ENTRETIEN – Peser de l’intérieur : tel est l’objectif des écologistes au gouvernement, comme au conseil régional de Rhône-Alpes. Une position toutefois inconfortable quand les dossiers divergents s’accumulent, ce qui est aujourd’hui le cas aux deux échelons. S’appuyant sur l’actualité du Lyon-Turin, Corinne Bernard, conseillère régionale écologiste, défend un transport ferroviaire du quotidien, émancipant et économe.
À 43 ans, Corinne Bernard est une novice en politique. Son premier mandat, conquis en 2010 au conseil régional de Rhône-Alpes, s’inscrit dans la continuité de ses engagements précédents. D’abord postière puis guichetière dans le Trièves, elle devient syndicaliste du mouvement Sud PTT, après avoir été engagée en 2006 comme contractuelle à la SNCF, en qualité de chef de gare. Elle adhère alors naturellement à l’antenne Sud Rail car « c’est un syndicat qui défend les citoyens au-delà du milieu de travail, en s’impliquant dans la lutte féministe et contre le racisme ». Depuis sa gare de Clelles, elle réclame un meilleur service pour les usagers de la ligne Grenoble-Gap. C’est le conseiller régional écologiste Gérard Leras, élu du Trièves, qui la convainc, lors d’une rencontre, de s’engager en politique pour défendre le développement ferroviaire en zone rurale.
Les députés ont approuvé, cette semaine, l’accord franco-italien du 30 janvier 2012 « pour la réalisation et l’exploitation d’une nouvelle ligne ferroviaire Lyon-Turin ». Les opposants, dont les écologistes, ont-ils perdu le bras de fer dans ce dossier ?
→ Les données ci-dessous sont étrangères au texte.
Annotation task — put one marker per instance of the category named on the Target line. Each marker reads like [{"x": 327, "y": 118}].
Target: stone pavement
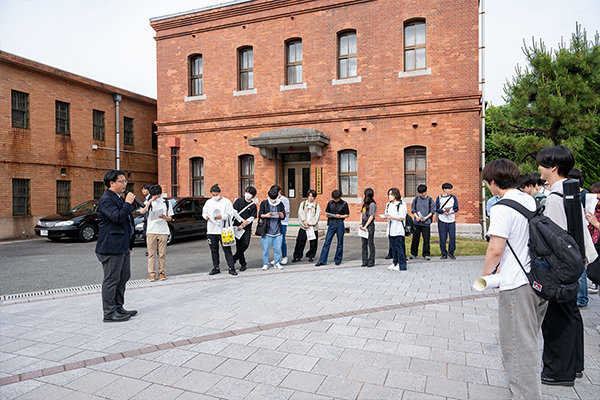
[{"x": 302, "y": 333}]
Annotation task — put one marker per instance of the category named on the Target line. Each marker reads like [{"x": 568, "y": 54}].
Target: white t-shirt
[
  {"x": 508, "y": 223},
  {"x": 157, "y": 225},
  {"x": 395, "y": 227}
]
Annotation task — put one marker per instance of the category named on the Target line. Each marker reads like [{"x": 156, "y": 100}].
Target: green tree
[{"x": 554, "y": 100}]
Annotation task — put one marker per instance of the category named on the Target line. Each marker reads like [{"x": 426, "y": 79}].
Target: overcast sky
[{"x": 111, "y": 40}]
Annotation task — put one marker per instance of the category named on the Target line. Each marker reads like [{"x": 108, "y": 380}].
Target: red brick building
[
  {"x": 57, "y": 140},
  {"x": 323, "y": 94}
]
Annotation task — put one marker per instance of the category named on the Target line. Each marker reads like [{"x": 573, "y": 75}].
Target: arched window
[
  {"x": 414, "y": 45},
  {"x": 246, "y": 172},
  {"x": 197, "y": 176},
  {"x": 415, "y": 169},
  {"x": 196, "y": 86},
  {"x": 245, "y": 68},
  {"x": 293, "y": 62},
  {"x": 347, "y": 66},
  {"x": 348, "y": 176}
]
Cette ligne ne verra jamais le jour, même si l’Union européenne s’est engagée à financer 40% du projet. Tant qu’une opposition existera, il restera des recours. Dernièrement, un recours gracieux a ainsi été déposé auprès du Premier ministre, Jean-Marc Ayrault, pour contester la déclaration d’utilité publique. Les 27 conseillers régionaux écologistes de Rhône-Alpes sont signataires parmi les 530 requérants.
Une seconde version, portée par le Grenoblois Raymond Avrillier, est prête à être déposée auprès du Conseil d’Etat. Elle pointe du doigt les problèmes de légalité interne et externe. Par exemple, le premier accord de ratification prévoyait la saturation de la ligne existante. Une condition qui a été évincée du nouveau projet.
De nombreux autres aspects de ce projet sont contestables et permettront de faire barrage. C’est le cas du risque de pollution pesant sur la nappe phréatique ou de la plainte contre X pour mise en danger de la vie d’autrui, déjà déposée en décembre dernier par des députés écologistes. Son objectif est d’alerter sur les dangers de la pollution liée au trafic routier dans les Alpes – responsable de 16.000 morts par an – et d’augmenter la part de fret dans les transports transalpins.
Alors que le Lyon-Turin est justifié notamment par un report modal du transport de marchandise, le dossier brûlant de la suspension de l’écotaxe s’est invité dans le débat parlementaire. Le gouvernement tient-il, selon vous, un discours contradictoire ?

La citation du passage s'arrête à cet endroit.